I was a teenaged evangelist. I know, for some of you that is scarier than if I had said I was a teenaged werewolf. But it's true. I was a teenaged evangelist. A street evangelist, to be more exact. One summer, back in the late sixties, I was part of a group of high school and college aged kids who went at at nigh to witness to their faith. We would first gather at the beachside cottage of a youth pastor named Dick and hear a word of encouragement. Then we would pray that God would lead us to those who needed to hear the good news on that particular night. After that we fanned out in pairs, walking up and down the boardwalk at Hampton Beach, looking for souls who looked in need of our message of salvation. And when we had identified such a person, when we felt we were being nudged by the Spirit in a particular direction, we would walk up to them and ask if they knew about Jesus.
Fifty years later, as I look back on that summer, I am both dismayed and impressed. I am dismayed about the nature of my theological understandings, so simplistic, so naïve, so exclusionary. So unaware of the broadness of God's love and grace! I assumed that if someone wasn't able to say Jesus was their personal Lord and Savior, they were doomed, and it was my job to save them from perdition. But I am also impressed. Impressed by that pimply faced young man who had the courage of his convictions.
Today, I can't imagine walking up to a complete stranger asking about their spiritual walk! Even under the protection of my professional role and title I sometimes am hesitant to speak to people about such matters. Yet I firmly believe one's relationship to the Holy is at the very core of life!

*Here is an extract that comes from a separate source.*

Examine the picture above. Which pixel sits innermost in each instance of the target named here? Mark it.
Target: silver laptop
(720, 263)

Yes, many of us are often uncomfortable with religious talk. WE are OK talking about it in an academic way, even discussing the impact of religious diversity on American society. But when it comes to talking about our personal beliefs and practices, many if not most of us hem and haw and change the subject.
I suspect for those of us that are mainline Protestants, progressive Roman Catholics and Jews, there are many reasons why we do that. For some of us testifying to our own faith smacks of a fundamentalist approach to religion, and God forbid any one mistake us for one of those type of people! For others our hesitancy is rooted in a belief that religion is a private matter--it's nobody's business what I believe! And it's none of mine what convictions they may hold. Still others don't speak about their faith because they feel inadequate, that they aren't up to the task. That's they job of ministers and priests and rabbis--not a mere layperson like me, they say.
\But if people make the assumption that anyone who talks about their faith must be a fundamentalist, we have no one to blame but ourselves. If the only people who talk about their faith are those who hold literalist, ultra-orthodox beliefs, then it makes sense that people will make such an assumption!
IT is a personal matter--but that's different from being private! And, yes, clergy have a special obligation to speak about their religious and spiritual beliefs, but that doesn't mean others can't or shouldn't.
None of that means you have to become a street evangelist--but I think it does mean we all need to rethink the matter of sharing our faith--whatever our faith may be. Maybe we can all pray for the courage of a teenager on the beach!